I have looked at a few other posts with the obvious response should not be sending invalid UTF-8 characters. The trouble is I am not sure how I am getting these invalid UTF-8 characters. The DB character set is UTF-8 and I am reading and sending a field from the database.

It may be that there invalid UTF-8 characters (I'm still debugging) but I was wondering if the ES5.2 RestClient should be setting content type. I'm not sure exactly if the content type header is automatically set when I call RestClient>>performRequest.

So my question is when using the RestClient should the content type header always be set when sending requests to the server? e.g.

new BasicHeader(HTTP.CONTENT_TYPE, "application/json; charset=UTF-8");

I have set it and it does not seem to do any harm but it has not helped my encoding problem either. Anyway should it be set?

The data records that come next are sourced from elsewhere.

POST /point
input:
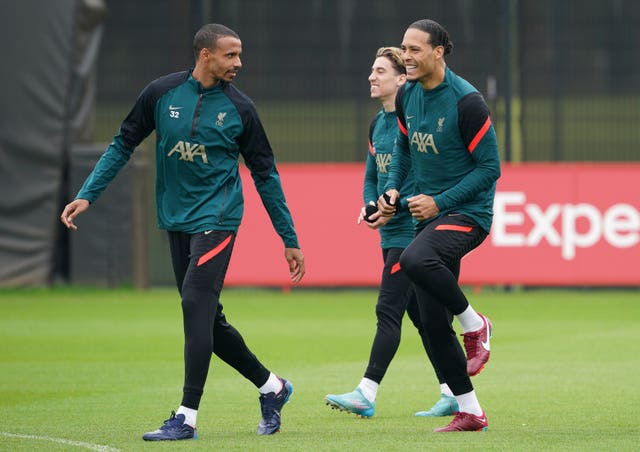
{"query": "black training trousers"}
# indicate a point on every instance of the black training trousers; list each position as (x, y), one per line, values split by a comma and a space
(396, 296)
(200, 264)
(432, 262)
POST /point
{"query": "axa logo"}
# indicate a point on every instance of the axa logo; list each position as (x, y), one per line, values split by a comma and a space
(567, 226)
(189, 151)
(221, 116)
(424, 142)
(382, 162)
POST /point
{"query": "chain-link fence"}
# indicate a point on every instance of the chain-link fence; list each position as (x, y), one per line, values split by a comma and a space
(562, 78)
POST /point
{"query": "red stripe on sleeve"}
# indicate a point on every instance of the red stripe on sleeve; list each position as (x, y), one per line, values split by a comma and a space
(453, 227)
(402, 129)
(212, 253)
(480, 134)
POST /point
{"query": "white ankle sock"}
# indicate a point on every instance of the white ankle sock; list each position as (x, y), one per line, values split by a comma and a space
(273, 384)
(189, 415)
(470, 320)
(369, 389)
(468, 403)
(444, 389)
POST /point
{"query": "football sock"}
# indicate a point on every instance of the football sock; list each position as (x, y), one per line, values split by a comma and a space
(273, 384)
(189, 415)
(369, 389)
(470, 320)
(468, 403)
(444, 389)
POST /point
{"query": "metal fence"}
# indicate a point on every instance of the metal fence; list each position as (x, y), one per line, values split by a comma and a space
(562, 77)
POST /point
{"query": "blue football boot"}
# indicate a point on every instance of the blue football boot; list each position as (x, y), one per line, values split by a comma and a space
(173, 429)
(353, 402)
(271, 405)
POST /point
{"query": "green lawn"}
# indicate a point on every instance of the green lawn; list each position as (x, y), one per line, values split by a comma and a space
(94, 369)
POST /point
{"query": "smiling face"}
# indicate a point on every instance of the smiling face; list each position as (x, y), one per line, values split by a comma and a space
(384, 80)
(221, 63)
(423, 61)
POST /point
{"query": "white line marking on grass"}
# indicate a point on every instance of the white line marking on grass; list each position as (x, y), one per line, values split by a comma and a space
(68, 442)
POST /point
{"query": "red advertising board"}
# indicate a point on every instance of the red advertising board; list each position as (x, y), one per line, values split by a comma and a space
(554, 224)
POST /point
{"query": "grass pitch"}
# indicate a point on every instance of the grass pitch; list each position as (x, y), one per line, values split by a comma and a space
(94, 369)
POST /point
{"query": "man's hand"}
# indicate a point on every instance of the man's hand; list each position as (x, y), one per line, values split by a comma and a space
(72, 210)
(296, 263)
(422, 207)
(388, 208)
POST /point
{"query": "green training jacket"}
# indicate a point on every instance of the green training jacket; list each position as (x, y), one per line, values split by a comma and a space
(398, 232)
(446, 137)
(200, 134)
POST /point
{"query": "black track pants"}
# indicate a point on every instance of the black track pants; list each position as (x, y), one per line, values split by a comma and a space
(432, 262)
(396, 296)
(200, 264)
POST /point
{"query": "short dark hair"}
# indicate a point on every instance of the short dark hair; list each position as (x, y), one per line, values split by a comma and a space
(438, 34)
(208, 35)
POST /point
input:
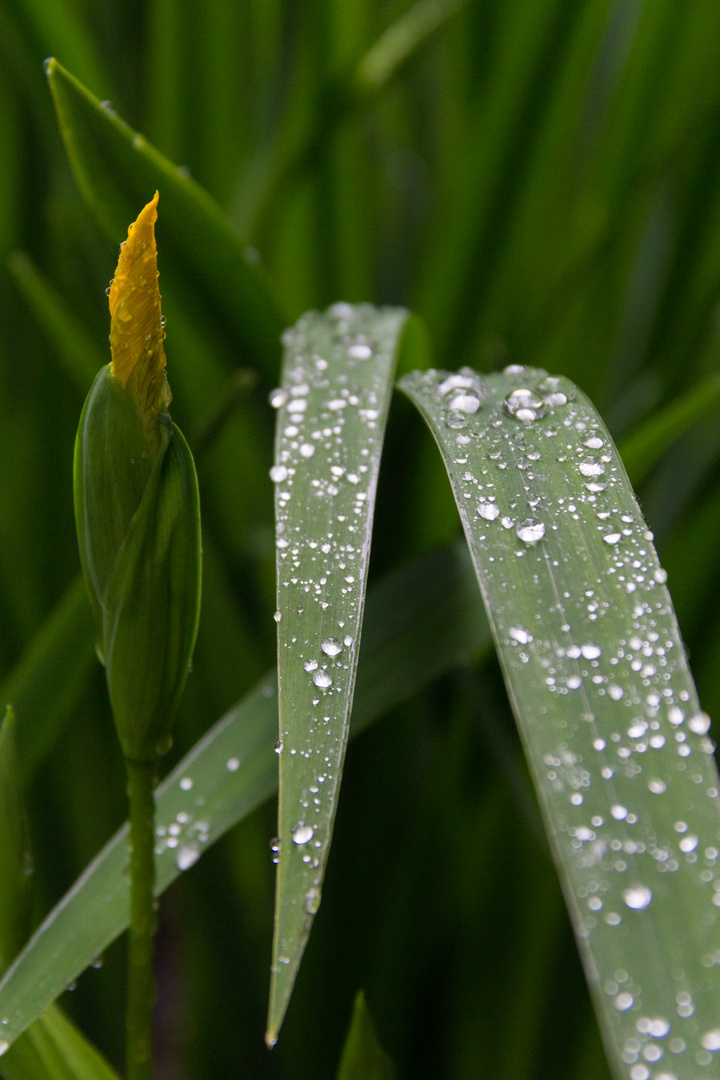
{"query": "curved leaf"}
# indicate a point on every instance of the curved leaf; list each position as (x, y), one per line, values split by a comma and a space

Does ElasticSearch assume a certain character set for index and search requests? I read that it assumes JSON content but I cannot find any information about character set.

As far as I can tell the text I am reading from the database is valid UTF8 so something is happening on the sending (RestClient) or receiving side (ElasticSearch).

Ok, so I have solved this as follows (for RestClient):

ContentType ct = ContentType.APPLICATION_JSON.withCharset(Charset.forName("UTF-8"))
HttpEntity requestBody = new StringEntity(jsonMapping, ct);